10. Che differenza c’è tra l’esse ut actus e l’existentia?
- L’existentia è una caratteristica degli enti (la caratteristica di
possedere l’esistenza di fatto). L’existentia non coincide con l’esse
ut actus: quest’ultimo è ciò che permette agli enti l’existentia
(l’esistere in un certo modo, in un certo tempo, in un certo luogo,
ecc...) e conferisce ad essa sussistenza.
11. Può il pensiero comprendere totalmente l’esistente concreto?
Perché?
- No, a mio parere ciò non è possibile. Si pensi alla struttura
dell’esistente concreto: è necessario doverla suddividere in essenza
e esse ut actus, altrimenti si cadrebbe in diverse contraddizioni. Ad
esempio Aristotele, pur volendo affermare una superiorità della
realtà (e ha fatto ciò con l’inserimento delle categorie e dei diversi
modi d’essere, uscendo quindi dalla prospettiva platonica che non
era riuscita a determinare con decisione il mondo sensibile) cade
poi in contraddizione quando parla dell’essere logico. Esso sarebbe
infatti superiore, in quanto costituito dalla sola forma, astratta dagli
elementi di indeterminatezza e precarietà propri della materia. Ma
questo equivarrebbe a dire che i concetti formali hanno un’attualità
più completa rispetto agli enti concreti. Ma come è possibile, visto
che essi propriamente non esistono? (visto che la realtà possiede
proprio quell’attualità ulteriore l’essenza (esse ut actus) che
permette l’esistenza)? Posta questa questione quindi, se si
ammette negli enti la compresenza di essenza ed esse ut actus si
consegue a questo: è impossibile per noi cogliere completamente il
concreto perché, sebbene siamo in grado di carpirne l’essenza
grazie all’astrazione che ci permette di lavorare sui concetti, la
componente attuale sfugge invece alla nostra comprensione.

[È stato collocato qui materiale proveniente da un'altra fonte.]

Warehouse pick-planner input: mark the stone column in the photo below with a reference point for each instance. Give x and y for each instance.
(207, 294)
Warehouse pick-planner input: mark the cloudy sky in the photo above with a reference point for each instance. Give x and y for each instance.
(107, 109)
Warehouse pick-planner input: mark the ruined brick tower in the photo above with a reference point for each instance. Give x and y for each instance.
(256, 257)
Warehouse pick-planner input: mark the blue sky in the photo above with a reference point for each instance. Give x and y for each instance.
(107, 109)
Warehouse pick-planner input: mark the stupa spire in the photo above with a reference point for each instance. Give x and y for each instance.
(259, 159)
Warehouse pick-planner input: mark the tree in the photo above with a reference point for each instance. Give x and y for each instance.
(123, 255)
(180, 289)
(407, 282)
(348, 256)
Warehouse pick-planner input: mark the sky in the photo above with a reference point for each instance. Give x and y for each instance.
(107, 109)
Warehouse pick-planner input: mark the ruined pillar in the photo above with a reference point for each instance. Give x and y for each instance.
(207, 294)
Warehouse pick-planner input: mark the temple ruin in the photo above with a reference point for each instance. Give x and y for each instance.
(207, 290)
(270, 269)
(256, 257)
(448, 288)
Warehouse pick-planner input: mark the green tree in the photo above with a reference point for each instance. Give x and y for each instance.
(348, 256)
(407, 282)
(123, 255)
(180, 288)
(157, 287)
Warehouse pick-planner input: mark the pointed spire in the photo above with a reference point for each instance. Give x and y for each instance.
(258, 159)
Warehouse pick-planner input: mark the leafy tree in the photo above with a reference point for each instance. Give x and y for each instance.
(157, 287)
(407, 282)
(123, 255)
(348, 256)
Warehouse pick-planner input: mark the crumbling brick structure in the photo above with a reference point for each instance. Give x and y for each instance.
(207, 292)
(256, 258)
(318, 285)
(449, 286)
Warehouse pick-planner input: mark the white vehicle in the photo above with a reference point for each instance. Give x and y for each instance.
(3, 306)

12. Quale grande valore si afferma nella prospettiva tomistica?
- Il ragionamento di Tommaso presta attenzione principalmente al
realismo, al mondo concreto dove si svolge la nostra vita. Cercando
di approssimarsi sempre più alla scoperta dell’essere stesso, senza
la caduta in una prospettiva essenzialistica (che porterebbe
all’affermazione di una superiorità della forma rispetto alle cose
concrete), comprende il valore infinitamente grande di quello ma
non per questo indaga una realtà lontana da noi, perché siamo noi
e tutto il mondo che ci circonda a farne parte.